Il Convegno CEI intendeva offrire, con un respiro multidisciplinare, i fondamenti teologici e la sapienza dell’antropologia cristiana evidenziando la ricchezza della differenza sessuale e le radici sponsali della persona umana. Veniva sottolineato che il corpo umano porta il segno della differenza sessuale non solo nell’apparato riproduttivo, ma nell’integralità di ogni aspetto della persona, cioè in tutto il suo essere, e particolarmente nella relazione con le altre persone.

A questa connotazione antropologica si collega anche quella ecclesiologica. È proprio la Famiglia di famiglie, che costituisce la comunità cristiana, il luogo privilegiato di umanizzazione per crescere come maschi e come femmine.

La Chiesa Cattolica insegna ad essere madre e Dio insegna ad essere padre. La famiglia va quindi custodita per svolgere il suo rimato educativo e accompagnare la maturazione dei propri figli in una chiara identità sessuata. Come afferma il Santo Padre Francesco nella Lettera enciclica “Lumen fidei” del 29 giugno 2013 (N. 52): “Il primo ambito in cui la fede illumina la città degli uomini si trova nella famiglia. Penso anzitutto all’unione stabile dell’uomo e della donna nel matrimonio. Essa nasce dal loro amore, segno e presenza dell’amore di Dio, dal riconoscimento e dall’accettazione della bontà della differenza sessuale, per cui i coniugi possono unirsi in una sola carne (cfr Gen 2,24) e sono capaci di generare una nuova vita”.

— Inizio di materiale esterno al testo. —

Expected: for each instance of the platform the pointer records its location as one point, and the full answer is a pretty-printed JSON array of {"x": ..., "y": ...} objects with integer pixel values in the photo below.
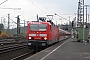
[{"x": 69, "y": 50}]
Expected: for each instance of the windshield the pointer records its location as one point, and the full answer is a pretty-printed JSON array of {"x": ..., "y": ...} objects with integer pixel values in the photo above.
[{"x": 40, "y": 27}]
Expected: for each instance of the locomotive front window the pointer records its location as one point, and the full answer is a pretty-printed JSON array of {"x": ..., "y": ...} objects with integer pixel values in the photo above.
[{"x": 41, "y": 27}]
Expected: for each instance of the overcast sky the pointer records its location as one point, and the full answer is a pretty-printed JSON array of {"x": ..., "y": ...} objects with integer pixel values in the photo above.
[{"x": 30, "y": 8}]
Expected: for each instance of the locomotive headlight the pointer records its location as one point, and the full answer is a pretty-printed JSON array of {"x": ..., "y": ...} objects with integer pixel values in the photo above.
[
  {"x": 29, "y": 37},
  {"x": 45, "y": 38}
]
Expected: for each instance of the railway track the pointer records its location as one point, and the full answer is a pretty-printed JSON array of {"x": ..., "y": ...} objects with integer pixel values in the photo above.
[{"x": 12, "y": 48}]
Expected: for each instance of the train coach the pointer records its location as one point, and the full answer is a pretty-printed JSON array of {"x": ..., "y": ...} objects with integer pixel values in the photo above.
[{"x": 42, "y": 34}]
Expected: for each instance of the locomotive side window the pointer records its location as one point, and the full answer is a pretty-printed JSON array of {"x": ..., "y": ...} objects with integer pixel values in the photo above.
[{"x": 40, "y": 27}]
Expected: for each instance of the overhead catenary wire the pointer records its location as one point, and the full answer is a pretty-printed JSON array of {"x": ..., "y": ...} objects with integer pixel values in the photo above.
[{"x": 36, "y": 6}]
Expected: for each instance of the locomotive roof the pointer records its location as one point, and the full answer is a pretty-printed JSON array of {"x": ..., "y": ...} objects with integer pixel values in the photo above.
[{"x": 39, "y": 23}]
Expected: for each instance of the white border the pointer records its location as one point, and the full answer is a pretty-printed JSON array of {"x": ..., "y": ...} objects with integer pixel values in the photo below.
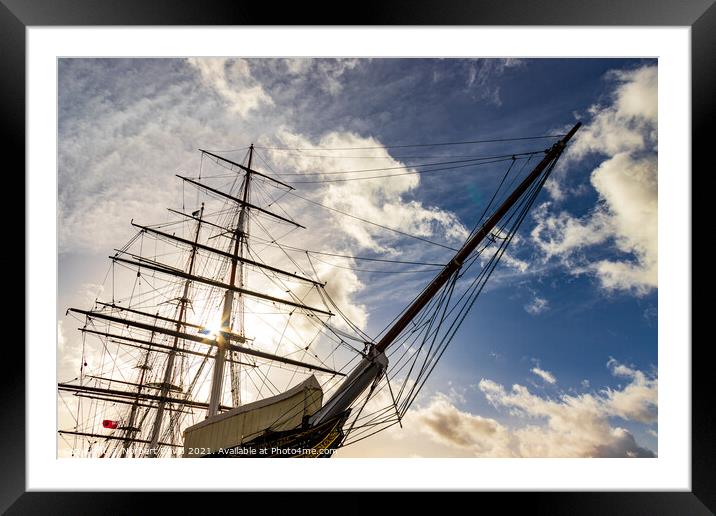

In questa luce il Convegno CEI ha posto un nuovo sguardo da offrire al contesto culturale contemporaneo in cui esprimere la ricchezza della differenza, la reciprocità fra il maschile e il femminile e i vari luoghi in cui tale bellezza può emergere.

Lectio biblica su Genesi 1,26-28 “Maschio e femmina li creò”
Nocera Umbra, 26 aprile 2014

Ho scelto di riflettere e meditare insieme a voi su un testo a tutti ben noto e, quindi, so di non avere nulla di nuovo da proporvi. Ma questo è il testo che dà il titolo al nostro convegno e dunque può essere utile tornare a farci illuminare da questi versetti del libro di Genesi.

1. Maschio e femmina

«E Dio disse: “Facciamo l’uomo a nostra immagine, a nostra somiglianza, e domini sui pesci del mare e sugli uccelli del cielo, sul bestiame, su tutte le bestie selvatiche e su tutti i rettili che strisciano sulla terra”.
Dio creò l’uomo a sua immagine; a immagine di Dio lo creò; maschio e femmina li creò.
Dio li benedisse e disse loro: “Siate fecondi e moltiplicatevi, riempite la terra; soggiogatela e dominate sui pesci del mare e sugli uccelli del cielo e su ogni essere vivente, che striscia sulla terra”» (Gen 1,26-28).

Genesi 1,26 recita: «Facciamo adam a nostra immagine e a nostra somiglianza … e domini sui pesci del mare». Traducendo in italiano il termine Adam con “uomo”, il traduttore ha dovuto mettere il verbo “dominare” al singolare, mentre in ebraico è plurale. E questo perché adam in ebraico è un singolare collettivo, che va meglio tradotto con “umanità”; e questa umanità è duale, è maschio e femmina. E allora dobbiamo letteralmente tradurre così: «Facciamo umanità a nostra immagine e a nostra somiglianza… e dominino…».

In Genesi 1,27 leggiamo: «Dio creò Adam a sua immagine; a immagine di Dio creò adam, maschio e femmina li creò». Secondo questo primo racconto di Genesi, l’umanità maschio e femmina è il culmine e il capolavoro della creazione, e riceve da Dio il compito di “dominare”, cioè di portare a perfezione il creato. Senza umanità maschio e femmina non c’è “cosmo”, non c’è creazione ordinata, perché adam maschio e femmina, che odora di terra e di rosso sangue è “infuocato” (è il significato ebraico di ish-ishah), è custode e liturgo del creato.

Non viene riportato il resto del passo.